Four Axioms That Make Shapley Values Unique

Shapley values are uniquely defined by four simple axioms.

Efficiency: The bonuses add up to the total profit. Nothing is lost or created in the distribution.

Dummy: An employee who does not contribute gets no profit. Non-contributors receive nothing.

Symmetry: Symmetric employees get equal profit. If two participants contribute identically, they receive identical attribution.

Linearity: If total profit comes from two separate departments, the bonus allocated to each employee should be the sum of bonuses from each department individually.

No other method besides Shapley values satisfies all these properties. This mathematical uniqueness gives practitioners confidence in the method's soundness.

The Algorithm

Shapley values are based on the concept of marginal contribution. Consider all possible orderings of employees. For each ordering, introduce employees in that order and note the change in total profit at each step. The average marginal contribution across all orderings is the employee's Shapley value.

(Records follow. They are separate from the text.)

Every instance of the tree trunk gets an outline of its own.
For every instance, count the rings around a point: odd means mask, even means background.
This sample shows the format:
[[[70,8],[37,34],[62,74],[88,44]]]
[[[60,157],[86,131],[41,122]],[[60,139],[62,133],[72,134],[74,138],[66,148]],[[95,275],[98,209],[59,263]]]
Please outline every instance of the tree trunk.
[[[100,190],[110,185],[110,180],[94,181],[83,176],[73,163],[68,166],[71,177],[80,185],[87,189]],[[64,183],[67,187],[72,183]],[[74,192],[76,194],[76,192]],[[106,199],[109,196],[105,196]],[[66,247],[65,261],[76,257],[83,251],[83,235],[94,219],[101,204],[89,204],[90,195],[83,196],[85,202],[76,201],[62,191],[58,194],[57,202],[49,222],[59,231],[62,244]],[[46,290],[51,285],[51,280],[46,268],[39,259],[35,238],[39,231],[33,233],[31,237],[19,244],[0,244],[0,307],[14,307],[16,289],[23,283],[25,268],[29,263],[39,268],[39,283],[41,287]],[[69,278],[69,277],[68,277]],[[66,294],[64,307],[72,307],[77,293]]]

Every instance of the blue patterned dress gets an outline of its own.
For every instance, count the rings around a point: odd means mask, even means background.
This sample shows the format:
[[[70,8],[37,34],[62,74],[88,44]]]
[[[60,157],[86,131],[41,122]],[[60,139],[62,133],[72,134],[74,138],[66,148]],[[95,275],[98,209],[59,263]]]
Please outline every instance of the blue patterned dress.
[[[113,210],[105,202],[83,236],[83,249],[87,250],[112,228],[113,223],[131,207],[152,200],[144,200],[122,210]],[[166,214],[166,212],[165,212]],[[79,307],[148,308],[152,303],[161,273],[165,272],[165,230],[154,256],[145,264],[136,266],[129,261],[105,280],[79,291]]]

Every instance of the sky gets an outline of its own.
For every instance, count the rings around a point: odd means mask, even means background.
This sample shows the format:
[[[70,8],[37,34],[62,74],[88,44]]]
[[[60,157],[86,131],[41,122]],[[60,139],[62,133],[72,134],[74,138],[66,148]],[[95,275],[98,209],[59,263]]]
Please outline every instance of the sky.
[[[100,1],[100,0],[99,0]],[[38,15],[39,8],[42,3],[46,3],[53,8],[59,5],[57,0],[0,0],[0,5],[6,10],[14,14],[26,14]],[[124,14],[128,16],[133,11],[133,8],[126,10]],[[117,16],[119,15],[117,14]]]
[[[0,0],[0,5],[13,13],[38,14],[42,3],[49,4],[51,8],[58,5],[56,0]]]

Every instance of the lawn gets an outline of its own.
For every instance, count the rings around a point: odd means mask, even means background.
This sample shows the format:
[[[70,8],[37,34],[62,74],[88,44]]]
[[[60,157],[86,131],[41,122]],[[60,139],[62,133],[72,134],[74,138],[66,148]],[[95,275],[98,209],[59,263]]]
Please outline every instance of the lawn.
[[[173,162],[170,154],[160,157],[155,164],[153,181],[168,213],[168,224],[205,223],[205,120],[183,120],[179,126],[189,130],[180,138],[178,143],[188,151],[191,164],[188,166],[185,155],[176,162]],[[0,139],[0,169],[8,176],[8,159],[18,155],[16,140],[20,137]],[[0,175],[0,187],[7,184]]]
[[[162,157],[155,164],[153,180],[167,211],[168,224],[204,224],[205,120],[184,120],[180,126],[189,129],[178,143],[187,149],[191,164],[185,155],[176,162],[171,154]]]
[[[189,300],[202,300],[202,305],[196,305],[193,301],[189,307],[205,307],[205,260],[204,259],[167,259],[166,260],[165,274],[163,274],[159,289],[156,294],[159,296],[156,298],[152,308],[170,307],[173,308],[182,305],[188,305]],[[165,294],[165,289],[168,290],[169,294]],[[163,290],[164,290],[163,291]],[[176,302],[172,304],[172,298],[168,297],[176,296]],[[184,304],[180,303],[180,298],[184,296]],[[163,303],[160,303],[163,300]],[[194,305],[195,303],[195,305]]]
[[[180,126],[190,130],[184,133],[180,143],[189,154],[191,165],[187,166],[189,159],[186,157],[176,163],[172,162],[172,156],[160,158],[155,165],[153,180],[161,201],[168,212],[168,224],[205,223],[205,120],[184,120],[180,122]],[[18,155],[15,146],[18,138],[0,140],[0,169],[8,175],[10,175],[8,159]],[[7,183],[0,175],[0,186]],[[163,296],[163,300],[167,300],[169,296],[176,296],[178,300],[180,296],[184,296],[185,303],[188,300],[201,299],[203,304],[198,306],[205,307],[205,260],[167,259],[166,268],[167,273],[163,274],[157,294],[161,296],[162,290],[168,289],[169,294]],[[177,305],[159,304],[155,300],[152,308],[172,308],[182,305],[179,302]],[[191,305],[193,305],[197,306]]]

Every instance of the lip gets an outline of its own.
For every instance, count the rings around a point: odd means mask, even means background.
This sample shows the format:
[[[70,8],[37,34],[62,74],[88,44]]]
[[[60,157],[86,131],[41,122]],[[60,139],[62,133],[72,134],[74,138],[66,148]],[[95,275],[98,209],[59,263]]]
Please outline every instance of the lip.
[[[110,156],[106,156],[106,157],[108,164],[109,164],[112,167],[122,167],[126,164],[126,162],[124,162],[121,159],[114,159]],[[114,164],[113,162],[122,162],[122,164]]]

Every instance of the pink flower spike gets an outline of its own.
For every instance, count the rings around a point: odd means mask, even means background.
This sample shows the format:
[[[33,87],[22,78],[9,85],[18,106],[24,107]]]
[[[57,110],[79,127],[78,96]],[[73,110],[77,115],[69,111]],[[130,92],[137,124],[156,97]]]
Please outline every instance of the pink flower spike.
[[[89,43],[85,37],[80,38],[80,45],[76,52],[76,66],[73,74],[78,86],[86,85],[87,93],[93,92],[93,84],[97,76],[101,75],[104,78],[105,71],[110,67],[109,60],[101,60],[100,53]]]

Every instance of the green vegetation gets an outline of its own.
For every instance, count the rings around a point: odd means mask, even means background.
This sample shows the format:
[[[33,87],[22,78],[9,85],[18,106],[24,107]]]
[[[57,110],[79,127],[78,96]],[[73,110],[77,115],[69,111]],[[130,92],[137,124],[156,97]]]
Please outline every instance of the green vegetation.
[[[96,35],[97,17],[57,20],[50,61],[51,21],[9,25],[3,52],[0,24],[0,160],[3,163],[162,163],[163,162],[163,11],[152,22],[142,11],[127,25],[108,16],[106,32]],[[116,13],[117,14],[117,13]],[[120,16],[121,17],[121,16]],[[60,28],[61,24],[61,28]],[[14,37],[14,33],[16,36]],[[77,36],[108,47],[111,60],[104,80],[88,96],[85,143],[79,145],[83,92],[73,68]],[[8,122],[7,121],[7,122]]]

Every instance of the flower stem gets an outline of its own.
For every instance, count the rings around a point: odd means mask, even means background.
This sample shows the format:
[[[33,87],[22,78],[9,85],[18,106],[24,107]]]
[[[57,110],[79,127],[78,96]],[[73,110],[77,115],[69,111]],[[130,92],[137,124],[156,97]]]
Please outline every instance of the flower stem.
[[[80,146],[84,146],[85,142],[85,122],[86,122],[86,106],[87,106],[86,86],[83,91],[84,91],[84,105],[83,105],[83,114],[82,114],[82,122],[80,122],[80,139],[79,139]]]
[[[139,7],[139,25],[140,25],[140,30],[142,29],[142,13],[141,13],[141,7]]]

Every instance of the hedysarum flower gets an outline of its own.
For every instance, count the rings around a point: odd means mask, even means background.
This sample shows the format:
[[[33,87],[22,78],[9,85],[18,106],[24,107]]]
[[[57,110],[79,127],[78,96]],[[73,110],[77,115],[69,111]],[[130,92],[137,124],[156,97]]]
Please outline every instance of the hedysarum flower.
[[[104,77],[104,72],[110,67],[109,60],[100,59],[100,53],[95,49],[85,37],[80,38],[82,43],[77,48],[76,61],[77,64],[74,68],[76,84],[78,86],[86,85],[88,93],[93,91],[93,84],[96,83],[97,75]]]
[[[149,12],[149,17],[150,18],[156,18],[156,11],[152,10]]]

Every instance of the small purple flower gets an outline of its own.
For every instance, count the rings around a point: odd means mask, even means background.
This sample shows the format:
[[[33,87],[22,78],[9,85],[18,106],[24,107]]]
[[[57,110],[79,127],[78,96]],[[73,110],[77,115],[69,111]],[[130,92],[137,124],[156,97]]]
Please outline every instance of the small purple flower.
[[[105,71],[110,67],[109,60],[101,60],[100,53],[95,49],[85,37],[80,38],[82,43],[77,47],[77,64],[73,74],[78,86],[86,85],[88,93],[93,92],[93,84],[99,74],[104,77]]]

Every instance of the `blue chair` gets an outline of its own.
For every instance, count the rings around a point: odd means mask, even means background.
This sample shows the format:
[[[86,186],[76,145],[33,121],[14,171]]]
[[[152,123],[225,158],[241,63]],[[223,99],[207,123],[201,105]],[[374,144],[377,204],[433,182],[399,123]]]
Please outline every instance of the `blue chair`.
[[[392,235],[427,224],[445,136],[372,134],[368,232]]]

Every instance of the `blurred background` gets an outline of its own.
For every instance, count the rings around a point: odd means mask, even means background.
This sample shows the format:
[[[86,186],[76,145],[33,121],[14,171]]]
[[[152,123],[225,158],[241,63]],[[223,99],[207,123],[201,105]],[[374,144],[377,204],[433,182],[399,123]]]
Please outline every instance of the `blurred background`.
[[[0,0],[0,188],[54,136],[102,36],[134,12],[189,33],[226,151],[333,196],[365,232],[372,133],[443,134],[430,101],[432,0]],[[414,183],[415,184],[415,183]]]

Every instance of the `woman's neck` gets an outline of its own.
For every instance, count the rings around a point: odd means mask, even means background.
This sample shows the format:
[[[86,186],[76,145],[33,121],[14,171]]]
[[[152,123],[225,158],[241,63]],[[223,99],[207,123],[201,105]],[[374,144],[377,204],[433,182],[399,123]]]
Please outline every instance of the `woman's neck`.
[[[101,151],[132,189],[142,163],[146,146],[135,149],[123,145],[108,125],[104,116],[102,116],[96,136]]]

Suppose there are three employees and the order is Alice, Bob, Carol. First add Alice and note the increase in profit. This is Alice's marginal contribution. Then add Bob with Alice already present and note the increase. This is Bob's marginal contribution. Repeat for all possible orderings and compute average marginal contributions.

Application to Machine Learning

A key question in explaining AI predictions is: why did the model make this prediction? Why did the lending model deny this applicant? Why is this text marked as negative sentiment? Why was this image labeled as a dog?

One way to answer is to quantify the importance of each input feature in the prediction. This is much like the bonus allocation problem. The prediction score is like the profit, and the features are like the employees. Quantifying feature importance is like bonus allocation, which can be carried out using Shapley values.

Challenges in Practice

Applying Shapley values to ML models introduces several challenges.

Defining Feature Absence

To compute Shapley values we need to measure the marginal contribution of a feature. This means knowing the model's prediction when a certain feature is absent. But how do we make a feature absent?

For text input, making a word absent is straightforward: drop it from the input. But what about tabular data? How do we make the income feature absent?

Different methods tackle this differently. Some replace the feature with a baseline value like the mean or median of the training distribution. Others model feature absence by sampling from a distribution and taking the expected prediction. The SHAP algorithm uses this sampling approach.

The choice of distribution is an important design decision that affects the attributions computed. Different distributions lead to different results.

Computational Cost

Going through all possible orderings is computationally expensive. With n features there are n! orderings. With some algebra we can reduce this to 2^n model invocations. This is still expensive.

Most approaches use sampling to make computation tractable. Sampling introduces uncertainty, so it becomes important to quantify uncertainty via confidence intervals over attributions.

Black-Box Compatibility

Computing Shapley values only requires input-output access to the model. We probe the model on counterfactual inputs. In this sense, it is a black-box explanation method. The model function need not be smooth, differentiable, or continuous.

This flexibility makes Shapley values applicable across model types. The same approach works for linear models, tree ensembles, and neural networks.

Implications for AI Governance

Shapley values have become central to responsible AI practices in regulated industries. Lending regulations require that credit denials be accompanied by reasons the applicant can understand. Shapley-based explanations provide a principled way to identify which factors drove a decision.

However, practitioners should understand the method's limitations. The choice of baseline distributions affects results. Sampling introduces uncertainty. And the explanations describe model behavior, not necessarily real-world causation.

Used thoughtfully, Shapley values provide a powerful tool for understanding AI decisions. Used carelessly, they can provide misleading explanations that give false confidence in model behavior.

The organizations that implement AI governance effectively will be those that understand both the power and the limitations of their explainability methods.